As origens pagãs de Satanás

Satanás (hebraico ha-Satan , em árabe Shaitan ) se traduz como adversário ou acusador. Em todas as três religiões semíticas, Satanás se refere ao oposto do deus bom, ou o chamado Diabo.  Este é, naturalmente, um transplante direto do zoroastrismo persa para a antiga religião hebraica e depois para o Talmud, a Cabala, o Novo Testamento e, por último, para o Alcorão. O zoroastrismo apresenta dois deuses, um responsável pelo bem e outro responsável pelo mal. As tradições de deuses poliglotas encontradas em Gênesis refletem essa influência pagã persa.

Para alguns, a imagem e a personalidade do Satã são bastante fascinantes, de fato, talvez até nobres. Como sabem os leitores da literatura inglesa, John Milton abordou esse tema em sua famosa obra-prima poética de 1667, Paradise Lost. Considere a seguinte hipótese, baseada nas múltiplas divindades semíticas retratadas em Gênesis.

El em egípcio é também a Criança, que no início da era sabeana era Sut, o tipo planetário, Saturno. Mais tarde, El foi transformado em Satanás, a quem Jó apresenta como um dos filhos de Deus. Satanás foi considerado filho e anjo de Deus por todas as nações semíticas. O erudito cabalista, Eliphas Lévi, fala de Satanás assim:

'É o anjo que é orgulhoso o suficiente para se acreditar deus; orgulhoso o suficiente para comprar sua independência ao preço de sofrimento e tortura eternos; belo o suficiente para se adorar em plena luz divina; forte o suficiente para reinar nas trevas em meio à agonia, e para construir um trono sobre seu fogo inextinguível.'

Ele ainda diz que o verdadeiro nome de Satanás é o de Jeová invertido, pois Satanás não é um deus negro, mas a negação da Divindade. O Diabo dos primeiros cristãos, com chifres, cascos e cauda, ​​foi introduzido da Babilônia através do Talmude judaico.  A religião cristã transforma Satanás em inimigo de Deus, enquanto na realidade por Satanás se entende o mais alto espírito divino ou Sabedoria Oculta na terra. (E. Valentia Straiton, Nave Celestial do Norte )
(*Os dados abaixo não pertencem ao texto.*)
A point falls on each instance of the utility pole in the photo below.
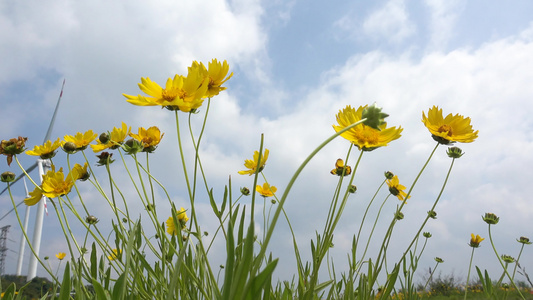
(3, 247)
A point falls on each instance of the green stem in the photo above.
(501, 263)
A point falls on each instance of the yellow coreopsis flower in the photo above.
(396, 189)
(81, 140)
(180, 93)
(266, 190)
(115, 253)
(150, 138)
(475, 241)
(55, 184)
(251, 164)
(216, 72)
(47, 150)
(364, 137)
(116, 137)
(449, 129)
(182, 220)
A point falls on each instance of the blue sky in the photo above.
(296, 64)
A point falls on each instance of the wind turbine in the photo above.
(43, 165)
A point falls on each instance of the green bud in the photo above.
(69, 148)
(133, 146)
(524, 240)
(91, 220)
(7, 177)
(491, 219)
(374, 116)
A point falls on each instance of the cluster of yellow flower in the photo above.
(184, 93)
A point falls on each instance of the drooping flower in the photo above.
(182, 220)
(180, 93)
(115, 254)
(149, 138)
(475, 241)
(12, 147)
(449, 129)
(216, 72)
(340, 168)
(116, 137)
(396, 189)
(252, 165)
(266, 190)
(55, 184)
(47, 150)
(364, 137)
(81, 140)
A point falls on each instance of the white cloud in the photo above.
(391, 22)
(443, 16)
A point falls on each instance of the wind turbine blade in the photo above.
(28, 170)
(51, 126)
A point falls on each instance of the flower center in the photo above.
(169, 95)
(446, 128)
(367, 135)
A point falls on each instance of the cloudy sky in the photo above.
(295, 65)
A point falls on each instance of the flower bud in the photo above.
(454, 152)
(524, 240)
(491, 219)
(91, 220)
(104, 138)
(508, 259)
(70, 147)
(398, 215)
(7, 177)
(133, 146)
(104, 159)
(245, 191)
(374, 116)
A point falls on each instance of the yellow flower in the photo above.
(46, 151)
(364, 137)
(79, 172)
(81, 140)
(115, 254)
(182, 220)
(116, 138)
(216, 73)
(251, 164)
(266, 190)
(180, 93)
(54, 185)
(340, 168)
(449, 129)
(396, 189)
(150, 138)
(475, 241)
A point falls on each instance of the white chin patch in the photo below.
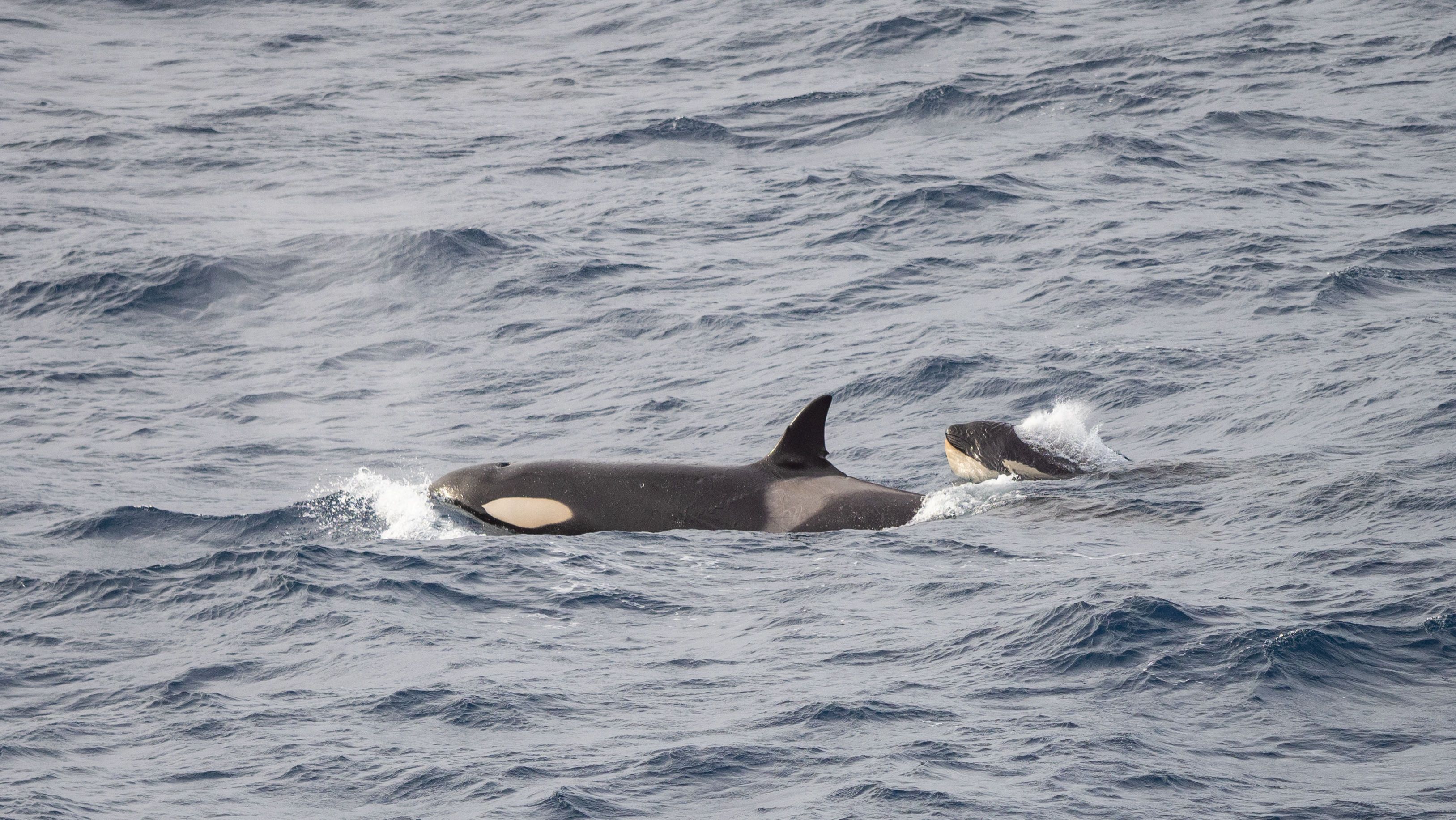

Eliphas Lévi explica o simbolismo de Lúcifer:

O que há de mais absurdo e mais ímpio do que atribuir o nome de Lúcifer ao diabo, isto é, ao mal personificado. O Lúcifer intelectual é o espírito da inteligência e do amor; é o Paráclito, é o Espírito Santo, enquanto o Lúcifer físico é o grande agente do magnetismo universal. Personificar o mal e exaltá-lo em uma inteligência que é rival de Deus, em um ser que pode entender, mas não amar mais – isso é uma ficção monstruosa. Acreditar que Deus permite que essa inteligência maligna engane e destrua suas débeis criaturas é tornar Deus mais perverso do que o diabo. Ao privar o diabo da possibilidade de amor e arrependimento, Deus o força a fazer o mal. Além disso, um espírito de erro e falsidade só pode ser uma loucura que pensa, nem merece de fato o nome de espírito. O diabo é a antítese de Deus, e se definimos Deus como Aquele que é, devemos definir Seu oposto como aquele que não é. (Eliphas Lévi,Os Mistérios da Magia )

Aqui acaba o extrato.